TMA scoring was carried out independently by one of the authors (KER, SMH), and concordance was confirmed by a specialist breast pathologist (CAP) using a Nikon Eclipse E600 light microscope. Antibody staining of cores containing tumor were assessed using a scoring system based on the quickscore method [21]. Briefly, the proportion of positive cells was estimated and given a score on a scale from 1 to 6 (1 = 0% to 4%; 2 = 5% to 19%; 3 = 20% to 39%; 4 = 40% to 59%; 5 = 60% to 79%; and 6 = 80% to 100%). The average intensity of the positively staining cells was estimated and given a score from 0 to 3 (0 = no staining; 1 = weak staining; 2 = intermediate staining; and 3 = strong staining). A quickscore was then calculated by multiplying the percentage of cells staining score by the intensity score, to yield a minimum value of 0 and a maximum value of 18.

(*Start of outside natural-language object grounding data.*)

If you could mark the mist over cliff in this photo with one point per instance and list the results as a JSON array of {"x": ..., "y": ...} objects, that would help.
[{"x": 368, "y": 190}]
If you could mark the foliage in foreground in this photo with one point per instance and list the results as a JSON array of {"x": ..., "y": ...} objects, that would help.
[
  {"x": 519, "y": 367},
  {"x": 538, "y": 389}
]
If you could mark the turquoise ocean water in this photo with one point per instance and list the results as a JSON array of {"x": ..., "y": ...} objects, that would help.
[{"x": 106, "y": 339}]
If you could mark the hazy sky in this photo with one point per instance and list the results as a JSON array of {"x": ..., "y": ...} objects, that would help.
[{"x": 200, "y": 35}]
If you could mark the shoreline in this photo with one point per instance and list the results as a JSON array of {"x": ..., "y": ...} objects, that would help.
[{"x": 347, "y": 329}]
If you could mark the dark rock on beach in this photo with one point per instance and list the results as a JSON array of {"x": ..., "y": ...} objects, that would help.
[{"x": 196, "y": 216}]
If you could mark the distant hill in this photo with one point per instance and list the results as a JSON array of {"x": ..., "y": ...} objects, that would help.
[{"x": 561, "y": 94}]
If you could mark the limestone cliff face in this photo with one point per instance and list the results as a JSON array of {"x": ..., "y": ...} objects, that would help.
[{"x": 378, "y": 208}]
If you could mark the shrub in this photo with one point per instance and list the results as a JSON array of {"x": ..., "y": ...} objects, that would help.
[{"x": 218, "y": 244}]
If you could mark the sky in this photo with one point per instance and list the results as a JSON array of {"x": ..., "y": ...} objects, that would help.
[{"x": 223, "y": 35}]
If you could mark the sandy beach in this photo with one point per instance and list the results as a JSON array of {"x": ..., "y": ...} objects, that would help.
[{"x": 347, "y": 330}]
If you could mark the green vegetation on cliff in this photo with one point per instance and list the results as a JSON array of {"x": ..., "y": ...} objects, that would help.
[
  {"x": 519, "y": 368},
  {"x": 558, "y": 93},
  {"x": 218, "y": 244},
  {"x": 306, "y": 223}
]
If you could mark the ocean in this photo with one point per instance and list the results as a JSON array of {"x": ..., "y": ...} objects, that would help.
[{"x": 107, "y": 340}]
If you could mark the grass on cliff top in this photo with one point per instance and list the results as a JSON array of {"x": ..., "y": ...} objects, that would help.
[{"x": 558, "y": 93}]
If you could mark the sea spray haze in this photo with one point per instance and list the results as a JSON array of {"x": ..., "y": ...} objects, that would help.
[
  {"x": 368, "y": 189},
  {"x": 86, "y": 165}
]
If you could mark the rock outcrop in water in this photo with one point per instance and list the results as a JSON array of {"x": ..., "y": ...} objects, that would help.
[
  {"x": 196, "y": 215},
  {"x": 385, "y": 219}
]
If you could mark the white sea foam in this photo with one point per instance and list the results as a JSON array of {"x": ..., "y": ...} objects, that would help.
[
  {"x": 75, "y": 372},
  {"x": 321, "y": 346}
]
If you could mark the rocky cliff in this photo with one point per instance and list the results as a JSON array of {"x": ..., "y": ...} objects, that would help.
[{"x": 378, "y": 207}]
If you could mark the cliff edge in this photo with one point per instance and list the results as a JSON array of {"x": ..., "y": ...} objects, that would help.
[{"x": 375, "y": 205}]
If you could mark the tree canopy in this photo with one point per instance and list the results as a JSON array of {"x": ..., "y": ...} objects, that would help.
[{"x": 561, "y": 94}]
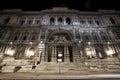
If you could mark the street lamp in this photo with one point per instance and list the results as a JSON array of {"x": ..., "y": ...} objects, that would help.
[{"x": 59, "y": 61}]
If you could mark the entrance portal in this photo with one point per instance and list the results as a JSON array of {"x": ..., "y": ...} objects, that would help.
[{"x": 59, "y": 47}]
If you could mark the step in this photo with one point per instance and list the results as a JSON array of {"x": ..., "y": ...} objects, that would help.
[{"x": 8, "y": 69}]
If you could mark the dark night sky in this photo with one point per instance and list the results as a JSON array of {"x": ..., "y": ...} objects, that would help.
[{"x": 37, "y": 5}]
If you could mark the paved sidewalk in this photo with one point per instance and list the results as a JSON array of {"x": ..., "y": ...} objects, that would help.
[{"x": 58, "y": 76}]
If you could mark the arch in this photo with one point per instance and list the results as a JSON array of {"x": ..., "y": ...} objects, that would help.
[
  {"x": 59, "y": 31},
  {"x": 112, "y": 20},
  {"x": 86, "y": 36},
  {"x": 68, "y": 20}
]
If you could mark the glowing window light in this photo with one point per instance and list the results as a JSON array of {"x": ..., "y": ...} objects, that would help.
[
  {"x": 10, "y": 52},
  {"x": 89, "y": 52},
  {"x": 89, "y": 43},
  {"x": 30, "y": 52},
  {"x": 109, "y": 51}
]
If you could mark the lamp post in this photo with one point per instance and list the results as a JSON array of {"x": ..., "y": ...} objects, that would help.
[{"x": 59, "y": 61}]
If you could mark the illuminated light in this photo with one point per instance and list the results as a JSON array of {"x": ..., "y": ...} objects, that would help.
[
  {"x": 108, "y": 42},
  {"x": 41, "y": 42},
  {"x": 89, "y": 52},
  {"x": 109, "y": 51},
  {"x": 59, "y": 60},
  {"x": 10, "y": 52},
  {"x": 30, "y": 52},
  {"x": 89, "y": 43},
  {"x": 59, "y": 55},
  {"x": 11, "y": 42},
  {"x": 79, "y": 41},
  {"x": 31, "y": 43}
]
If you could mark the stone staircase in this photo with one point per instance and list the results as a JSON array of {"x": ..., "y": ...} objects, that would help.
[
  {"x": 109, "y": 64},
  {"x": 64, "y": 67},
  {"x": 11, "y": 65}
]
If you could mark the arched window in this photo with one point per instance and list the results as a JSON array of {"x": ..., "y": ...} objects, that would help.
[
  {"x": 104, "y": 36},
  {"x": 15, "y": 38},
  {"x": 68, "y": 20},
  {"x": 52, "y": 21},
  {"x": 97, "y": 22},
  {"x": 112, "y": 20},
  {"x": 24, "y": 38},
  {"x": 30, "y": 52},
  {"x": 60, "y": 19}
]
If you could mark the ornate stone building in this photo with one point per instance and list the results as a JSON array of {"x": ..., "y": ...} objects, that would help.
[{"x": 77, "y": 39}]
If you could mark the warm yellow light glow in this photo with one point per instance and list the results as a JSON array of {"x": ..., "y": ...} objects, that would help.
[
  {"x": 30, "y": 52},
  {"x": 109, "y": 51},
  {"x": 89, "y": 52},
  {"x": 59, "y": 55},
  {"x": 10, "y": 52}
]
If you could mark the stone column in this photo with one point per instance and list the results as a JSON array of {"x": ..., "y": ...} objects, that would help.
[
  {"x": 55, "y": 54},
  {"x": 68, "y": 56},
  {"x": 52, "y": 55},
  {"x": 65, "y": 58}
]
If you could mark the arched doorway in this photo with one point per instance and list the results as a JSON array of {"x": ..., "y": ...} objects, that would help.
[{"x": 59, "y": 45}]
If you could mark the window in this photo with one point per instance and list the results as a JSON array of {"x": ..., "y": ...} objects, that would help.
[
  {"x": 33, "y": 38},
  {"x": 7, "y": 20},
  {"x": 15, "y": 38},
  {"x": 97, "y": 22},
  {"x": 90, "y": 22},
  {"x": 82, "y": 22},
  {"x": 24, "y": 38},
  {"x": 112, "y": 20},
  {"x": 52, "y": 21},
  {"x": 29, "y": 22},
  {"x": 21, "y": 22},
  {"x": 37, "y": 21},
  {"x": 68, "y": 21}
]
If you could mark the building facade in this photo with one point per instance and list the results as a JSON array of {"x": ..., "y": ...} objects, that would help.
[{"x": 59, "y": 35}]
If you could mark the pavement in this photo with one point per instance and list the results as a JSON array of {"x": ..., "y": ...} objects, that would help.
[{"x": 59, "y": 76}]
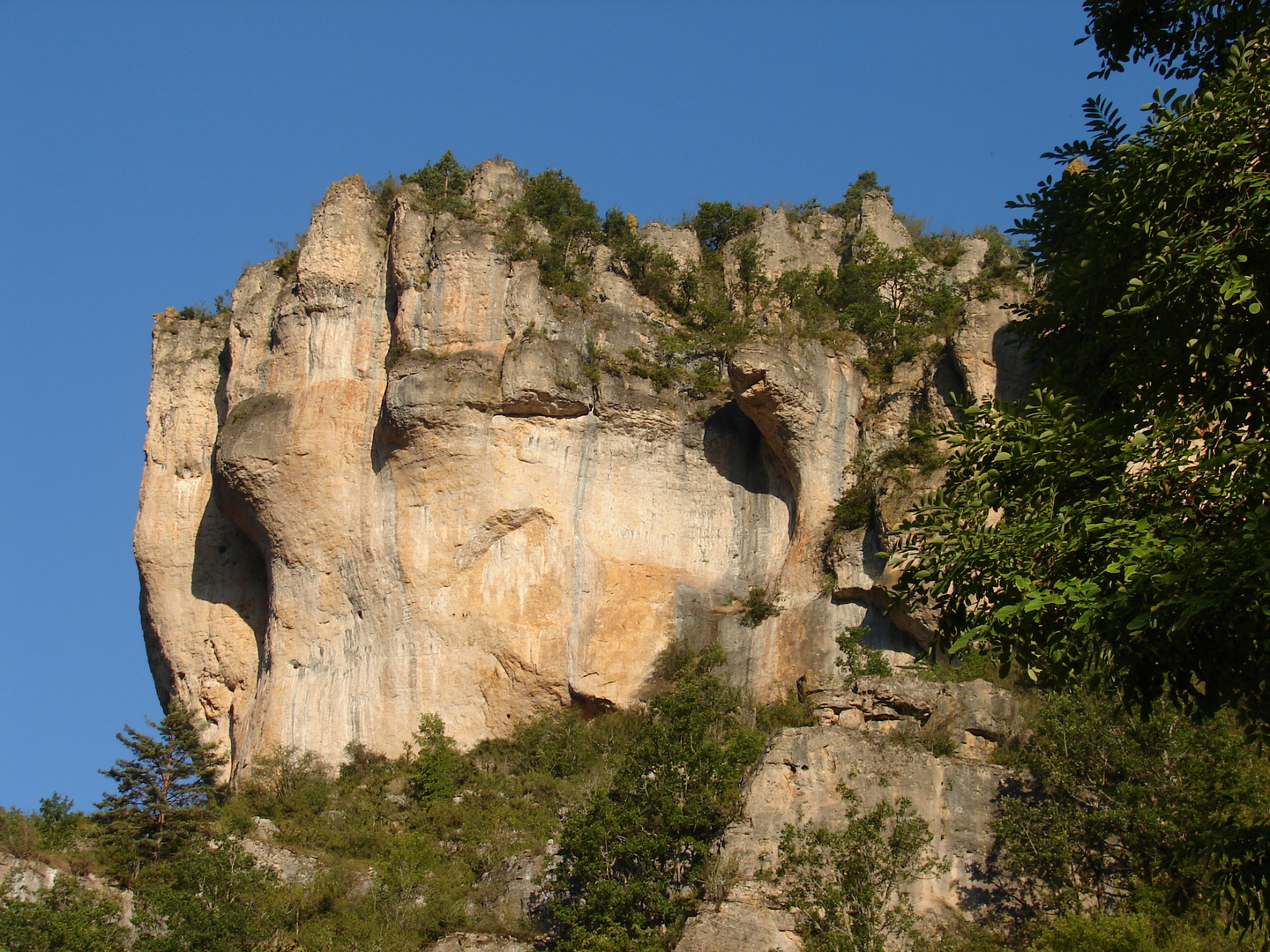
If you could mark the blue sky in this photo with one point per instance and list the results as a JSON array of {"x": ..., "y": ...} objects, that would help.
[{"x": 150, "y": 150}]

Independent cohort of breast tumor samples of tamoxifen failure

A separate cohort of 33 Caucasian women (age range 31 to 77 years; median age 55.5 years) with ER-positive primary breast cancer diagnosed at Centre Léon Bérard (Lyon, France) were selected (Table 2) and provided by the Centre de Ressources Biologiques of the Centre Léon Bérard (Lyon, France). The breast tumor samples were excised from women who did not receive endocrine therapy, chemotherapy, or radiotherapy before surgery. Complete clinical, histologic, and biologic information was available. All patients received postoperative adjuvant endocrine therapy alone for 5 years (tamoxifen 20 mg/day) and no chemotherapy. Fourteen patients relapsed under tamoxifen treatment (relapsing group) and 19 patients did not have a recurrence after 5 years of tamoxifen treatment (nonrelapsing group). Informed consent was obtained from all patients. Using the χ2 test, there were no significant differences between groups in age, histologic grade, lymph node status, or tumor size (Table 2).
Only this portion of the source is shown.